Il problema non riguarda solo la zona, bensì anche altre vie legate alle residenze a due passi dal mare. Giungono segnalazioni da Stella Mare 1 con relative immagini di crateri anche lungo i marciapiedi, dove passare è quasi impossibile. Chi inciampa riporta danni anche seri, chi ci finisce dentro con la vettura deve fare i conti con il meccanico.

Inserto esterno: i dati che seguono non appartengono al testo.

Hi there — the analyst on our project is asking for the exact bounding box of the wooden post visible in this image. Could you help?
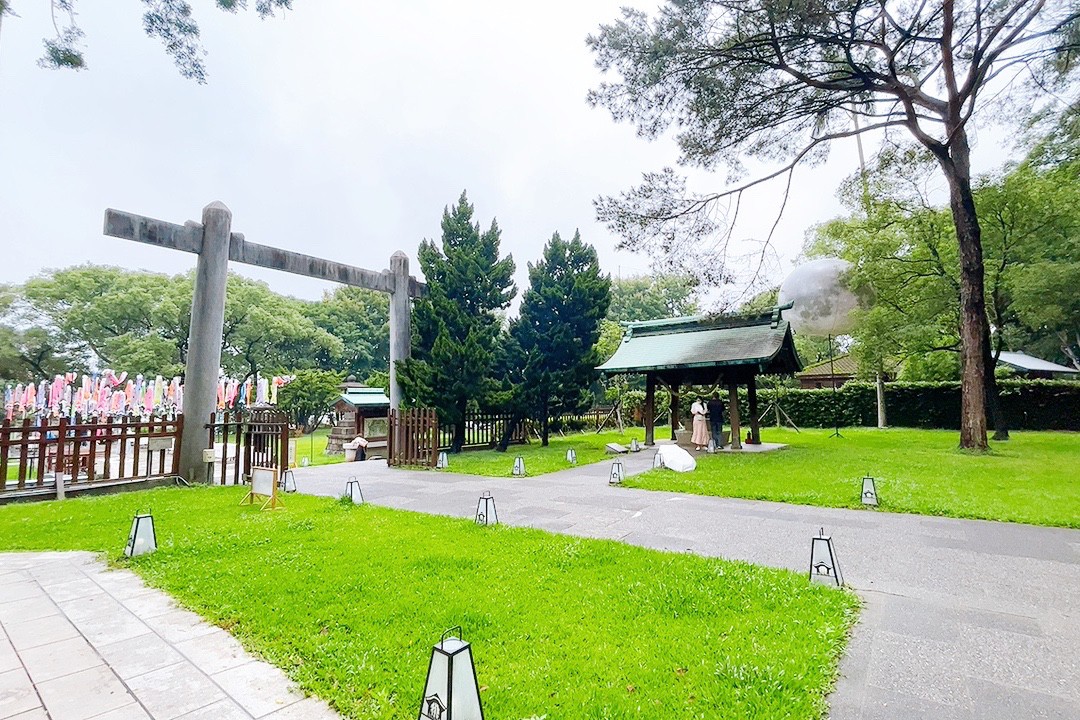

La riqualificazione di alcune vie è stata inserita nel programma comunale, ma per tanti non basta. Sui social si apre la polemica: “Che dire delle strade sul litorale asfaltate tre anni fa’ e ora distrutte per fare passare i cavi del Tyrrhenian Link che trasporteranno l’energia oltre mare. A noi rimangono disagi e distruzione del territorio. Il litorale non ha illuminazione, non ha fermate autobus decenti, né marciapiedi, né spiagge curate. I nostri problemi rimangono inascoltati”, “anche Pardinixeddu e la zona più alta Su Paris è diventata una strada inagibile a tal punto che quando piove si ha la paura di uscire”, “aggiungerei via Picasso traversa via dei Pittori Europei, letteralmente un fiume con fosse profonde 30 cm che causano che il fondo dell’auto urti letteralmente sulla strada con i danni che ne derivano” si legge tra i tanti commenti.
Le richieste: la riqualificazione delle vie, strade percorribili e marciapiedi senza avvallamenti “che non permettono a noi mamme di transitare con il passeggino. Per via San Martino la riparazione delle voragini e la messa in sicurezza degli alberi che, in questi giorni di maltempo, hanno causato notevoli disagi”.